Monday, August 13, 2012



By Michael W. Leonard

     Traditionally, it has been generally understood by practitioners that, in order to set aside a foreclosure sale, a complaining party needed to establish that: (1) the foreclosure sale bid was grossly or startlingly inadequate; and (2) the inadequacy of the bid resulted from some mistake, fraud or other irregularity in the sale. See Arlt v Buchanan, 190 So. 2d. 575, 577 (Fla. 1966); see also Blue Star Investments, Inc. v Johnson, 801 So. 2d. 218, 219 (Fla. 4th DCA 2001) and Mody v Cal. Fed. Bank, 747 So. 2d. 1016, 1017-18 (Fla. 3d DCA 1999).

     Historically speaking, for a party to be successful in setting aside a foreclosure sale, that party was required to prove each prong described above.  With the onslaught of foreclosure filings, it is clear that the pendulum has swung, and this rigid two-prong test has been substantially eroded in both the Second and the Fourth District Courts of Florida.  See Ingorvia v Horton, 816 So. 2d. 1256 (Fla. 2d DCA 2002) and Arsali v Chase Home Finance, LLC, 79 So. 3d. 845 (Fla. 4th DCA 2012). 

     The Arlt decision, which has been principally relied upon by attorneys and cited by appellate courts for a number of years for the proposition that there must be a showing of both a grossly inadequate foreclosure sales price coupled with some irregularity in the foreclosure sale process, has come under fire by both the Second District Court of Appeals (see Ingorvia) and Fourth District Court of Appeal (see Arsali).  Interestingly enough, a Florida Supreme Court decision issued prior to Arlt, and which Arlt arguably overruled, is the case being cited to support the change in the foreclosure sale test.    See Moran-Alleen Co. v. Brown, 98 Fla. 203, 123 So. 561 (Fla. 1929). 

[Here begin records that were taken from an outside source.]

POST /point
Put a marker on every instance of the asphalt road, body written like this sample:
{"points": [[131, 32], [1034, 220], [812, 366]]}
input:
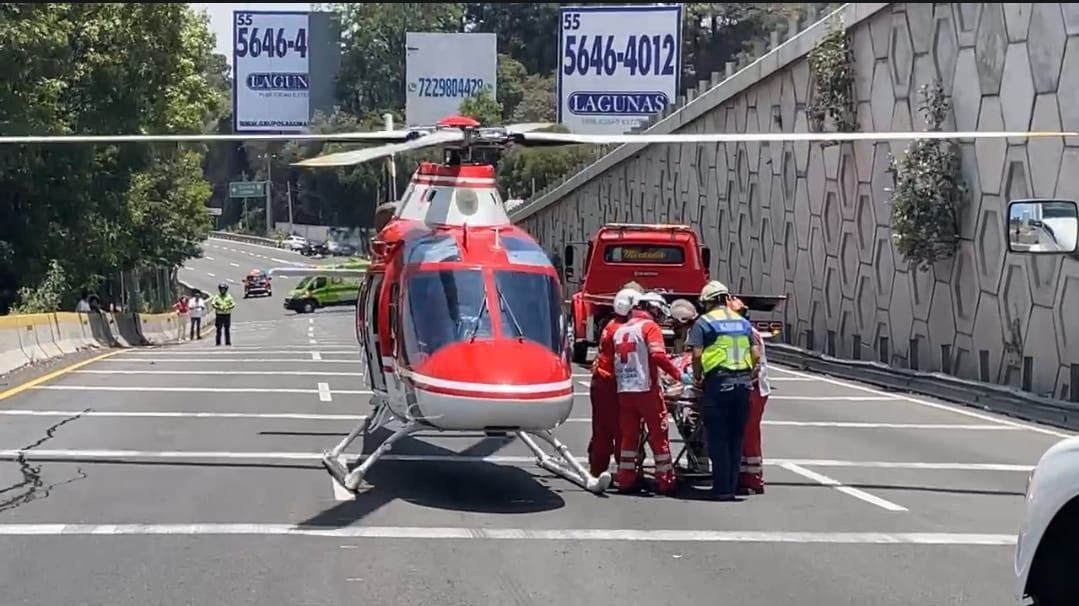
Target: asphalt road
{"points": [[179, 474]]}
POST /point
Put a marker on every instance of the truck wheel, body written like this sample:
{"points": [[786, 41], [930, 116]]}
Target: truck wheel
{"points": [[1053, 581], [581, 353]]}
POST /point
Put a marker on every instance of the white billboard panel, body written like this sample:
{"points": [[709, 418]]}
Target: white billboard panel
{"points": [[618, 65], [441, 70], [271, 80]]}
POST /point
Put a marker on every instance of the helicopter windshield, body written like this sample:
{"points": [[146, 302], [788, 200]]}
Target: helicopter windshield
{"points": [[534, 301], [445, 306]]}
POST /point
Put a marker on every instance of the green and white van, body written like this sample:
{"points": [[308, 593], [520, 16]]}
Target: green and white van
{"points": [[323, 291]]}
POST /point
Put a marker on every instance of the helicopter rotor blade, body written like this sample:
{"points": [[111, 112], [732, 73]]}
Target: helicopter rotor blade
{"points": [[359, 156], [376, 136], [569, 139]]}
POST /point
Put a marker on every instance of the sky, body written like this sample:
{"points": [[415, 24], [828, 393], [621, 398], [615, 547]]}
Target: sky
{"points": [[220, 17]]}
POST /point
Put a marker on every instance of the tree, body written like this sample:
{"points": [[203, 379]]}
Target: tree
{"points": [[100, 68]]}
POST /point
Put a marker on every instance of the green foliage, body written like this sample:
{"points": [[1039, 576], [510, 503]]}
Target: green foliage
{"points": [[101, 68], [45, 297], [930, 192], [832, 68]]}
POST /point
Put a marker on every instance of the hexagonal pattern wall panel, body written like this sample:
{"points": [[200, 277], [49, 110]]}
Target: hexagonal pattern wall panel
{"points": [[814, 222]]}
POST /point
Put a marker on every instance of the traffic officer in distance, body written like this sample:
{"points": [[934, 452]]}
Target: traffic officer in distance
{"points": [[222, 303], [603, 391], [751, 471], [639, 354], [724, 362]]}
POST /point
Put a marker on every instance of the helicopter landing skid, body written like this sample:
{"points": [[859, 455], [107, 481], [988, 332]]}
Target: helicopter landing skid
{"points": [[563, 464], [333, 460]]}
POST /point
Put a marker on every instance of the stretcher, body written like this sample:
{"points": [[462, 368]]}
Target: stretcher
{"points": [[690, 457]]}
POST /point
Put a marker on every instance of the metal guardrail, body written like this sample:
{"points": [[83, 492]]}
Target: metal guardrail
{"points": [[984, 396], [258, 240]]}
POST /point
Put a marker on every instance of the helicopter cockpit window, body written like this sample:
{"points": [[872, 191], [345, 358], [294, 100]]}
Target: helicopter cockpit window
{"points": [[444, 307], [531, 305], [433, 248], [521, 251]]}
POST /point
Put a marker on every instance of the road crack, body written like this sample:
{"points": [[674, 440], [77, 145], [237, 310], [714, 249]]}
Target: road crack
{"points": [[32, 487]]}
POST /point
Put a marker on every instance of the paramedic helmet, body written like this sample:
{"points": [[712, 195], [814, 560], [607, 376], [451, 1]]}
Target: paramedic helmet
{"points": [[625, 301], [713, 291], [655, 304], [683, 311]]}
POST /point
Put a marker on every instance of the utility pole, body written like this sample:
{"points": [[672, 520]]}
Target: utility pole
{"points": [[288, 184], [269, 197], [388, 119]]}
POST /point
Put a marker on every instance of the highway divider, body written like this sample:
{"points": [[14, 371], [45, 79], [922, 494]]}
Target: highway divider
{"points": [[258, 240], [32, 339], [998, 399]]}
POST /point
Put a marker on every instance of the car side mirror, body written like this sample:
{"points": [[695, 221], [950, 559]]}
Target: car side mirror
{"points": [[1042, 226]]}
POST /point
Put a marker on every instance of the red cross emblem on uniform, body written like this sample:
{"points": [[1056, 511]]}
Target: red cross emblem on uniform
{"points": [[625, 348]]}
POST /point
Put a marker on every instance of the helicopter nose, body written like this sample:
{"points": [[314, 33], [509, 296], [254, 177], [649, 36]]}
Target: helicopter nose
{"points": [[503, 368]]}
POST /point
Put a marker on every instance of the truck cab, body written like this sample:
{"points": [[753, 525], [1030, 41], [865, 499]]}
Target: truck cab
{"points": [[663, 258]]}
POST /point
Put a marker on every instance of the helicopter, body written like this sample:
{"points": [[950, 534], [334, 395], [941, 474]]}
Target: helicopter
{"points": [[460, 312]]}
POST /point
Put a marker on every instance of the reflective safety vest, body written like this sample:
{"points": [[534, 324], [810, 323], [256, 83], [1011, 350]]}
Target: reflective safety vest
{"points": [[222, 304], [729, 349], [631, 368]]}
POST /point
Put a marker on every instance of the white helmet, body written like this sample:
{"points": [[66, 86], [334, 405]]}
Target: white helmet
{"points": [[655, 300], [625, 301], [713, 290]]}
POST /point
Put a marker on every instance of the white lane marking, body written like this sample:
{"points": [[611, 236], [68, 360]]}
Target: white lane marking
{"points": [[195, 389], [312, 416], [857, 425], [230, 361], [255, 372], [426, 533], [957, 409], [497, 459], [825, 481]]}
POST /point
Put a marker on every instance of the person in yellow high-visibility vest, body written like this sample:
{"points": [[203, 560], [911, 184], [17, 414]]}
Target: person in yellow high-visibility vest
{"points": [[222, 303], [725, 360]]}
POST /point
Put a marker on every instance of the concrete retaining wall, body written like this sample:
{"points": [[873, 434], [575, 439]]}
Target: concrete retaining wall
{"points": [[813, 221]]}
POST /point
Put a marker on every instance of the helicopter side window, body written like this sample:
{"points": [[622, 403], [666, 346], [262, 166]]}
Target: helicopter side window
{"points": [[444, 306], [534, 301]]}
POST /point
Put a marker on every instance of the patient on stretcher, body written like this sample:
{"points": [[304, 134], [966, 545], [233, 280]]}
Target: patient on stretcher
{"points": [[682, 403]]}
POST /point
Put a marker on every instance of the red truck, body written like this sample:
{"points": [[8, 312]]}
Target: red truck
{"points": [[667, 259]]}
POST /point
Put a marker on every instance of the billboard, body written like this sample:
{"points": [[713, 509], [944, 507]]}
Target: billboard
{"points": [[441, 70], [271, 87], [618, 65]]}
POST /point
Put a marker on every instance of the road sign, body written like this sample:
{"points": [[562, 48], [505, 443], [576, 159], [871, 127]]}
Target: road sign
{"points": [[247, 189]]}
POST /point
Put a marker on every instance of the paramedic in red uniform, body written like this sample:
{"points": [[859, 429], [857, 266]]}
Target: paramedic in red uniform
{"points": [[639, 354], [603, 391], [751, 471]]}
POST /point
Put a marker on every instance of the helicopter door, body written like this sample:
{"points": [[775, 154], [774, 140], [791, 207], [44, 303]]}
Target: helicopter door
{"points": [[368, 304]]}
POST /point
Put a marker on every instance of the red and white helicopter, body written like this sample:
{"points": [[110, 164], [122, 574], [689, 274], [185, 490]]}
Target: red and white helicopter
{"points": [[461, 313]]}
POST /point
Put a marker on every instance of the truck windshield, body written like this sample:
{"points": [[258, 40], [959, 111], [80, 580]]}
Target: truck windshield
{"points": [[444, 306], [644, 253], [535, 301]]}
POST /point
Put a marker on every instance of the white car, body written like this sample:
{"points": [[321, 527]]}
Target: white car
{"points": [[295, 243], [1047, 551]]}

     The Ingorvia decision and the Arsali decision, attempt to provide a universe in which both Arlt and Brown can survive.  In reviewing Arsali and Ingorvia, it becomes clear that the basis to allow Brown and Arlt to live in harmony finds its roots in the idea that when inadequacy of a bid price is at issue, a party contesting the sale must prove both test prongs, ala Arlt.  Conversely, when inadequacy of sale price is not an issue, a party need only prove the second prong, meaning some inadequacy in the sale procedure, ala Brown. See Ingorvia, 816 So. 2d. at 1258.

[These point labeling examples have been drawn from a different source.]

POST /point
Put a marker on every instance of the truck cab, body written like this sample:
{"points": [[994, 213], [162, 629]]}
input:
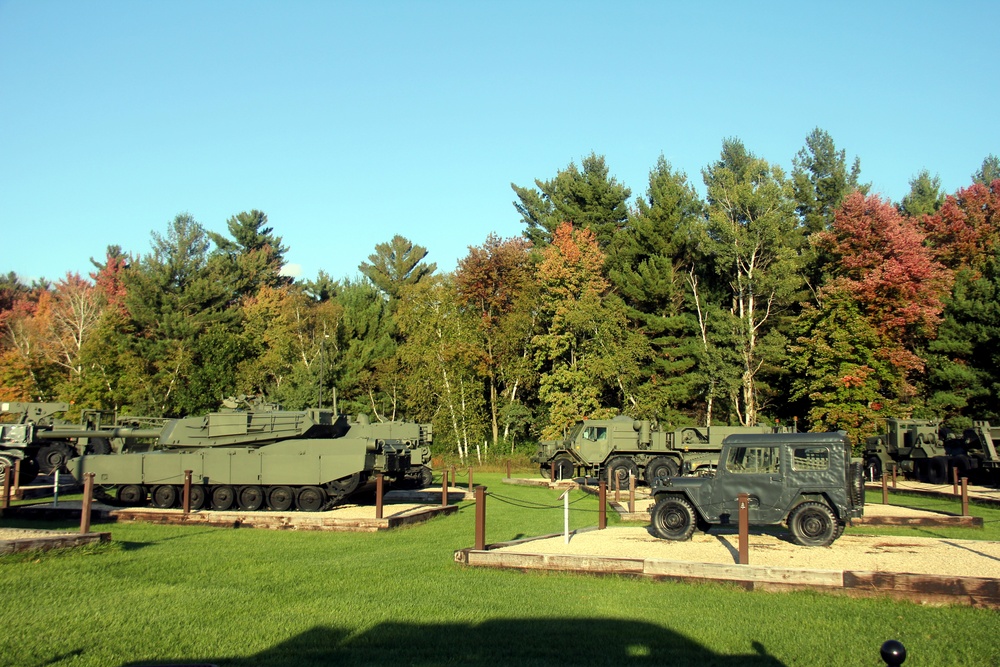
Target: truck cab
{"points": [[806, 479]]}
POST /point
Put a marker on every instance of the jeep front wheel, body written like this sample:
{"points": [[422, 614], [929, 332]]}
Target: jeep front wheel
{"points": [[813, 525], [673, 519]]}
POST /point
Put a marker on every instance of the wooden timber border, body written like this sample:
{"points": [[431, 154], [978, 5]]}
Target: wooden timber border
{"points": [[920, 588], [54, 541]]}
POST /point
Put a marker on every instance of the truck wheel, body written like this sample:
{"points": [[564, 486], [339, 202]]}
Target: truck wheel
{"points": [[813, 525], [563, 468], [165, 496], [619, 470], [673, 519], [661, 467], [937, 470], [131, 494]]}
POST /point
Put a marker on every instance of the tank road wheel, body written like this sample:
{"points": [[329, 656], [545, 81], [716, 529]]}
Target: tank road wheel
{"points": [[673, 518], [165, 496], [28, 471], [564, 468], [197, 497], [53, 457], [251, 498], [281, 498], [660, 468], [131, 494], [619, 469], [311, 499], [223, 497], [813, 525]]}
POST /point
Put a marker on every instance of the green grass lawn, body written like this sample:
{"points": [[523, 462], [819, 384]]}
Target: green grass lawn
{"points": [[189, 594]]}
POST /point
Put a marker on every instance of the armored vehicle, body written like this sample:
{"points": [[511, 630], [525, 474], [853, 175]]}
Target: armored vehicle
{"points": [[805, 479], [927, 451], [43, 442], [622, 446], [258, 456]]}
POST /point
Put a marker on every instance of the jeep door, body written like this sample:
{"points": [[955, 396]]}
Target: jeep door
{"points": [[757, 471]]}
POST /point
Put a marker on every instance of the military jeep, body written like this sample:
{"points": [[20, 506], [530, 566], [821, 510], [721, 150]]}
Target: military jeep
{"points": [[805, 479]]}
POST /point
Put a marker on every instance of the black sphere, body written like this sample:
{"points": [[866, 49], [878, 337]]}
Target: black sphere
{"points": [[893, 652]]}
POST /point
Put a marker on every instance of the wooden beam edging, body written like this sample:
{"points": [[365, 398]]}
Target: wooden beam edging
{"points": [[51, 542], [940, 589]]}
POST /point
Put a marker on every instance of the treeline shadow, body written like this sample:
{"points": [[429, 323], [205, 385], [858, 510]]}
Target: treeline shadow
{"points": [[588, 641]]}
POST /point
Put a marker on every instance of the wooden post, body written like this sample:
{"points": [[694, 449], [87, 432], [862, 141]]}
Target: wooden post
{"points": [[965, 496], [5, 501], [88, 498], [744, 546], [186, 504], [602, 514], [631, 494], [480, 518]]}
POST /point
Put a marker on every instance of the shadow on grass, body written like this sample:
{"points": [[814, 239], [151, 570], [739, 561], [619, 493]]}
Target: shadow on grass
{"points": [[567, 642]]}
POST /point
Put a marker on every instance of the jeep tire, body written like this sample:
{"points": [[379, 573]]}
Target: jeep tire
{"points": [[673, 518], [813, 525]]}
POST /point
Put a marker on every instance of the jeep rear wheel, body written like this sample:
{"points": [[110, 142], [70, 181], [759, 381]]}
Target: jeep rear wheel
{"points": [[619, 470], [813, 525], [673, 519]]}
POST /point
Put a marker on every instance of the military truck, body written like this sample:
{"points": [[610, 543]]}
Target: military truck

     Respectfully, this distinction, in order to allow both the earlier Brown decision and the subsequent Arlt decision to live in harmony, is a distinction without a significant difference.  In each instance, whether there was an inadequacy of the bid price, a party is still required to show some irregularity in the sale process (mistake, fraud or other irregularity in the sale).  Interestingly enough, although the Ingorvia decision was certified to the Supreme Court by the Second District Court of Appeals, there is no evidence that the Supreme Court ever considered discretionary jurisdiction to decide the case.  However, the most recently decided Arsali decision, which also certified to the Supreme Court the question of whether the test to set forth in Arlt for vacating a foreclosure sale applies when adequacy of the bid price is not an issue, was recently accepted by the Supreme Court. See the unpublished Arsali v Chase Home Finance, 86 So. 3d. 1112 (unpub.op).

     Until the Supreme Court resolves this issue, from a practitioner standpoint, the most conservative position, when contesting a foreclosure sale, would be to address both prongs of the foreclosure sale set aside test, when the facts support same.  Alternatively, if there is no evidence of an inadequate foreclosure sales price, at least in the Second and Fourth Districts, a party need only exhibit some irregularity in the foreclosure sales process.